The toxic effect in C. elegans was evaluated using the N2 wild‐type strain obtained from the Caenorhabditis Genetics Center (CGC) (University of Minnesota, Twin Cities, MN, USA) as described in previous studies [ref. 23, ref. 24]. The strain was maintained at 20°C in a nematode growth medium (NGM) with Escherichia coli OP50 as a food source [ref. 25]. Before the experiments, the nematodes were synchronized to obtain the L1 larval stage. Briefly, the gravid nematodes were removed from the plate through sustained washes and were exposed to a bleaching solution (1% NaOCl; 0.25 M NaOH) to rupture the nematode’s cuticle, and the eggs were collected by flotation using a sucrose solution (30%, m/v) and were placed on an NGM plate without bacteria. After 12–14 h of incubation, the L1 stage of the nematodes was obtained.

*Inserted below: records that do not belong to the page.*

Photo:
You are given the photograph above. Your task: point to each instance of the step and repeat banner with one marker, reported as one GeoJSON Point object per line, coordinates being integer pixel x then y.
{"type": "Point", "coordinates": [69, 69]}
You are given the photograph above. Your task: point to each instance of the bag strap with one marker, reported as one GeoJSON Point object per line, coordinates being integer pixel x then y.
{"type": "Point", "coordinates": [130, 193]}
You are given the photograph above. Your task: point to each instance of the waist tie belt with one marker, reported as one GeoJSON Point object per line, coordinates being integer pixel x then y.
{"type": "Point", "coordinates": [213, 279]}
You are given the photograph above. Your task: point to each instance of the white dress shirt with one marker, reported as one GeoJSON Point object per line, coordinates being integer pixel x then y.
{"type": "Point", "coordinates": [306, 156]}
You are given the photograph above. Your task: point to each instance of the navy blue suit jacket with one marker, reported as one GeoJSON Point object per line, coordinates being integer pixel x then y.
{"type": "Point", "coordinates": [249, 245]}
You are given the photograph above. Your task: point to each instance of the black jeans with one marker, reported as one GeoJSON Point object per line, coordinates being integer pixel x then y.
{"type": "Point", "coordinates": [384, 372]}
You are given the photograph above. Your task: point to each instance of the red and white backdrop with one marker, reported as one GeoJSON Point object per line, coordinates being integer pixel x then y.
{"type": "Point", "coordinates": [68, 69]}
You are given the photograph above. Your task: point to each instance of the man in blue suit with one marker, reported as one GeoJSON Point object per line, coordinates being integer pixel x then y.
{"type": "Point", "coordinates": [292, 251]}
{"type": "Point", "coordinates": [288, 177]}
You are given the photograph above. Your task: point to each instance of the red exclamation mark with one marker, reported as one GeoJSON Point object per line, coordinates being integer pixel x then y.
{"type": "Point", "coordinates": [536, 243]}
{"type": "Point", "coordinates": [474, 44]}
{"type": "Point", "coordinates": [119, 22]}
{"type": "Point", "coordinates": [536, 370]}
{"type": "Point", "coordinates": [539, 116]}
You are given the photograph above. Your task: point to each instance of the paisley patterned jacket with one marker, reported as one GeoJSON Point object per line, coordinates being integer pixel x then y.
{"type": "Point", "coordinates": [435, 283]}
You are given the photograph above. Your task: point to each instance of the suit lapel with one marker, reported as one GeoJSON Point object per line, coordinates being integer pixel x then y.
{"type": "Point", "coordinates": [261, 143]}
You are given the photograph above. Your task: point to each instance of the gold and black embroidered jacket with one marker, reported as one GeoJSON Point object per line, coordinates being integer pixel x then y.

A total of 1500 synchronized L1 worms per concentration were used in a liquid medium containing the M9 buffer (0.02 M KH₂PO₄, 0.04 M Na₂HPO₄, 0.08 M NaCl, and 0.001 M MgSO₄). The nematodes were treated with 2 mL of each 100, 500, and 1000 µg/mL of hexane, ethyl acetate, and methanolic fractions and ethanolic extract of C. phyllolepis in a 5‐mL polypropylene tube supplemented with E. coli OP50 (final concentration OD_{600 nm} = 1). These concentrations were based on the previous study, which showed inhibitory and bactericidal action for the ethanolic extract and hexane fraction of C. phyllolepis at 500 µg/mL (data not shown). The tubes were maintained under constant agitation in a rotator for 30 min at 20°C (acute exposition). After that, the nematodes were laid out on NGM plates seeded with E. coli OP50. The control group was treated only with M9 buffer, and it was used as 100% of the survival rate [ref. 25, ref. 26]. After 24 h, the number of surviving worms on each plate was counted in a stereomicroscope.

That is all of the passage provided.